Les candidats au premier tour des élections municipales à Évry-Courcouronnes placent l'éducation et la jeunesse au cœur de leur programme. Mais quelles sont leurs propositions concrètes ?
Selon les données de l’Insee, Évry-Courcouronnes est une ville marquée par sa jeunesse, avec 22,1 % de sa population âgée de moins de 14 ans et 23,5 % de 15 à 29 ans. Ces chiffres se situent au-dessus de la moyenne essonnienne.
Face à cette réalité, les quatre listes candidates traduisent leur engagement en faveur des jeunes dans leurs programmes. Quelles solutions concrètes proposent-ils ?
Débat sur la cantine scolaire
Concernant la petite enfance, Julien Monier, représentant de la liste « Évry-Courcouronnes - plus Juste, pour Tous », et Farida Amrani (LFI) avec son initiative « Changeons Évry-Courcouronnes », envisagent de garantir la présence d'un Atsem par classe de maternelle d'ici leur mandat.

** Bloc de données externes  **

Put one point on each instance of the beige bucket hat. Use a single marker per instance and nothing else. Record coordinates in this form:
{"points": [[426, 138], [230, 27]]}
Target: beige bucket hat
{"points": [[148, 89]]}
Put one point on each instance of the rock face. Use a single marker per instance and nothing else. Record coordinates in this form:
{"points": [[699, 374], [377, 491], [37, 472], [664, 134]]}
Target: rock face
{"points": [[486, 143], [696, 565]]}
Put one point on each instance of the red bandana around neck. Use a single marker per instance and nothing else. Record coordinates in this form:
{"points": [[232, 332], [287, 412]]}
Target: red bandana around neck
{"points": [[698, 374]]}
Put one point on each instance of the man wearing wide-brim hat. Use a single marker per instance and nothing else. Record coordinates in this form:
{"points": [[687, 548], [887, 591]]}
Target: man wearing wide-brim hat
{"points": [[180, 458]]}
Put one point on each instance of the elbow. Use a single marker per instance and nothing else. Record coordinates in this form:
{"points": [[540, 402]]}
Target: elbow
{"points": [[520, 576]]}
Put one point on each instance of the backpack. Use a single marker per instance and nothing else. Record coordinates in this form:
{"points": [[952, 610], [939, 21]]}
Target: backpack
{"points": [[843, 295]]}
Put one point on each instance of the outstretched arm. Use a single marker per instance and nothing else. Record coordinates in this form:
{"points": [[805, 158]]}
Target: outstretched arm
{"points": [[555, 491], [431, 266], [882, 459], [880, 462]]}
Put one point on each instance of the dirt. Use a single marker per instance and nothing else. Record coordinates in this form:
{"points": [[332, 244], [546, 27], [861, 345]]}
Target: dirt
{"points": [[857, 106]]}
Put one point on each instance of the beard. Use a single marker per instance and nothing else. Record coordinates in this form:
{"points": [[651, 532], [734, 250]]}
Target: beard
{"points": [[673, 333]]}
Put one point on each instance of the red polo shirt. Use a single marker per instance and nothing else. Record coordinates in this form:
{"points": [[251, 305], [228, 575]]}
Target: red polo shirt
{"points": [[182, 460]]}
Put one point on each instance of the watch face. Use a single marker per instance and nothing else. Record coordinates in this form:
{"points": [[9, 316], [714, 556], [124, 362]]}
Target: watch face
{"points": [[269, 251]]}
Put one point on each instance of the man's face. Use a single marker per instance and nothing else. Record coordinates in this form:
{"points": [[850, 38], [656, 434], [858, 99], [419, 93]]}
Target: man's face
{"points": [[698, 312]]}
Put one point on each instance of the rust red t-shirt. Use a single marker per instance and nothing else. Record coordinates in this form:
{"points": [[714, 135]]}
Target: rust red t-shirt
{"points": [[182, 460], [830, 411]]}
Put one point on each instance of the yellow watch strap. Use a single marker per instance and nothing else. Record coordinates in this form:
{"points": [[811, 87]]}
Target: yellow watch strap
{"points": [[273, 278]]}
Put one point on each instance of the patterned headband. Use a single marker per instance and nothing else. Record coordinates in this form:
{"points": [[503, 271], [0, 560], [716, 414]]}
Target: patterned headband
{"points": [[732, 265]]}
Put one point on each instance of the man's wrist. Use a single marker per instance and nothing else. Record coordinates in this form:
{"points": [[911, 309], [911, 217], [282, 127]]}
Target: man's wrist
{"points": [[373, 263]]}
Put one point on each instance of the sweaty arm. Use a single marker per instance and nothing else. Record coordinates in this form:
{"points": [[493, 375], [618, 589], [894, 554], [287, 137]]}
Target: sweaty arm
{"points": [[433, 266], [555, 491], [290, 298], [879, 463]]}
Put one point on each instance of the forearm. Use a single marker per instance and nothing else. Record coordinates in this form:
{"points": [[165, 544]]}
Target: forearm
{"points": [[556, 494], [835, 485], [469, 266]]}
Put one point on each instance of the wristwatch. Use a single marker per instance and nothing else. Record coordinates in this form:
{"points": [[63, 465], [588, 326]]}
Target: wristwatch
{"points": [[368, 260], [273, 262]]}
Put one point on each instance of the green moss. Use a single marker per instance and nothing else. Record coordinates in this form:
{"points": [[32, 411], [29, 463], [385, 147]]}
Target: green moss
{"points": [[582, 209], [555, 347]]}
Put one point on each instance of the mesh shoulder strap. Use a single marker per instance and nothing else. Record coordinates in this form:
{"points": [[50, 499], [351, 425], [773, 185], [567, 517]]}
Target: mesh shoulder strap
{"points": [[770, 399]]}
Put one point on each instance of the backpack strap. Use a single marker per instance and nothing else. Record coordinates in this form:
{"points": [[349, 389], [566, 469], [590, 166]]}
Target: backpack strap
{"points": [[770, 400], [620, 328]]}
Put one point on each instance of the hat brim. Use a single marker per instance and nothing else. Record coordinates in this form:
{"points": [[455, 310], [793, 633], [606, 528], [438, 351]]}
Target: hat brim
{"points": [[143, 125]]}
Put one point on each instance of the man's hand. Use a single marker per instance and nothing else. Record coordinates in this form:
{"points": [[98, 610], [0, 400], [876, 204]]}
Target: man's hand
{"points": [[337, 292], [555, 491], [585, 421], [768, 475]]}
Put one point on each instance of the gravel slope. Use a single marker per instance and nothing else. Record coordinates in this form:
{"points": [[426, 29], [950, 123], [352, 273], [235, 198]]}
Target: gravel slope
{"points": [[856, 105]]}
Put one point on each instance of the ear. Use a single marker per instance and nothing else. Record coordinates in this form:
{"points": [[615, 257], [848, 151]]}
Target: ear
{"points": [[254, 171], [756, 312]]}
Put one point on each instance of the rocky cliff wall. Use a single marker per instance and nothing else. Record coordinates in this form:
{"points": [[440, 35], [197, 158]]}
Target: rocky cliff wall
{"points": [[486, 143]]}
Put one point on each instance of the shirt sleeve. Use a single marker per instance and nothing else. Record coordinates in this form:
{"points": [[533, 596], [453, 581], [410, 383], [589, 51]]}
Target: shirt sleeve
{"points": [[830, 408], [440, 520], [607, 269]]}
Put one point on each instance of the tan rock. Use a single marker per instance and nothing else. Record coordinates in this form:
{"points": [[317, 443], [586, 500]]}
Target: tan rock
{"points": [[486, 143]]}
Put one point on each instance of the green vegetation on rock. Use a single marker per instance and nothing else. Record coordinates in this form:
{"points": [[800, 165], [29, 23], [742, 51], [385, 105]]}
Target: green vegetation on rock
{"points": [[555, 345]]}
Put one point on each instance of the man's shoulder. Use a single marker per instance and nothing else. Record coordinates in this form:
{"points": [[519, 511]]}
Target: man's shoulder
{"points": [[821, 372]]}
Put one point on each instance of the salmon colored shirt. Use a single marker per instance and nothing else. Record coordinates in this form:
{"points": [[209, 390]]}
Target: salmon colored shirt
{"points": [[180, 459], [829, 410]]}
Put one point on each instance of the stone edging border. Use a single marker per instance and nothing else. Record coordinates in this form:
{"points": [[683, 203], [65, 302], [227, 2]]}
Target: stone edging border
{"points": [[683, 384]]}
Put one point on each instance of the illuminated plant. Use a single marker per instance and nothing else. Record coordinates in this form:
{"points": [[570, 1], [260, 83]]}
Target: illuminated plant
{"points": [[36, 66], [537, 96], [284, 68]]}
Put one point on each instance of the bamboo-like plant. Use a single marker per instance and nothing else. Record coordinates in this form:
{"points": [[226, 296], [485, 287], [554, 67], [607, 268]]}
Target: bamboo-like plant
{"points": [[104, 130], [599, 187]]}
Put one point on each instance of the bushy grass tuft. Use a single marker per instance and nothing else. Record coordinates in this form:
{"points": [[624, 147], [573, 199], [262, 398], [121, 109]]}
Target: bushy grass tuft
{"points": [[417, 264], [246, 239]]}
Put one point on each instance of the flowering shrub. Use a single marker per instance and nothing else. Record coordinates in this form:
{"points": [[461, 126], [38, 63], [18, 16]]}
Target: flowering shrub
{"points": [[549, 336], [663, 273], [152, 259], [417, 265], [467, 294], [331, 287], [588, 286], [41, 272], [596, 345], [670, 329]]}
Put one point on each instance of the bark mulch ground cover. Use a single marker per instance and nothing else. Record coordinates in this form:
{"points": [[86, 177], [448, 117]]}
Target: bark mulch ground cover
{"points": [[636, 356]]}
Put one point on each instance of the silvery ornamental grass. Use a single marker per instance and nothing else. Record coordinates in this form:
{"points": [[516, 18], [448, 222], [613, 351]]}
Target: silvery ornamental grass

Ils proposent également d'élargir le dispositif de la cantine à un euro pour certaines tranches du quotient familial, avec l'objectif d'introduire une gratuité progressive de ce service. Monier envisage de réduire le tarif de 20 à 25 % pour toutes les familles, tandis qu'Amrani souligne l'importance de sa mesure.
Stéphane Beaudet, candidat à la réélection, critique cette approche, la jugeant coûteuse. Selon lui, investir dans une cuisine centrale représenterait un coût de 25 millions d'euros, équivalent à la rénovation de plusieurs établissements scolaires et gymnases.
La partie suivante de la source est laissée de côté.